Facciamo un salto nel mondo cinematografico del pallone, con un cult della comicità italiana
ell’ottobre del 1984 arrivava nelle sale L’Allenatore nel Pallone, un film che ha segnato più di una generazione di appassionati del mondo del calcio e, contestualmente, del cinema. Siamo nell’epoca d’oro della commedia all’italiana, che racconta di un’Italia completamente diversa a quella attuale. C’era una nazione economicamente piuttosto forte e che aveva voglia di divertimento e spensieratezza, come si può notare dalla maggior parte delle commedie ambientate tra gli anni ’80 e l’inizio dei ’90: superficiali e con la maggior parte delle battute invecchiata decisamente male, ma allegre e piene di vita, che raccontano un paese in cui tutto sommato si viveva piuttosto bene.

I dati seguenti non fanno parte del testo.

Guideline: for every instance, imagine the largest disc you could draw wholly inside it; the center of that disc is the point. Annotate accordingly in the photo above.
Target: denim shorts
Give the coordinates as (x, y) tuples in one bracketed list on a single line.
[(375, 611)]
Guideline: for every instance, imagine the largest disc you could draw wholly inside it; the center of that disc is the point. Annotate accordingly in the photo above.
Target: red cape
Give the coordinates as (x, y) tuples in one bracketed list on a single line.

Anche nel calcio l’Italia la faceva da padrona. L’Italia è campione del mondo in carica, la Juventus ha vinto la Coppa delle Coppe e avrebbe vinto di lì a poco la Coppa dei Campioni in finale contro il Liverpool. La Serie A italiana era ancora il campionato più bello del mondo e stavamo per assistere all’incredibile scudetto del Verona, altro segno che, a costo di ripetermi, eravamo in un’epoca in cui i miracoli erano davvero possibili.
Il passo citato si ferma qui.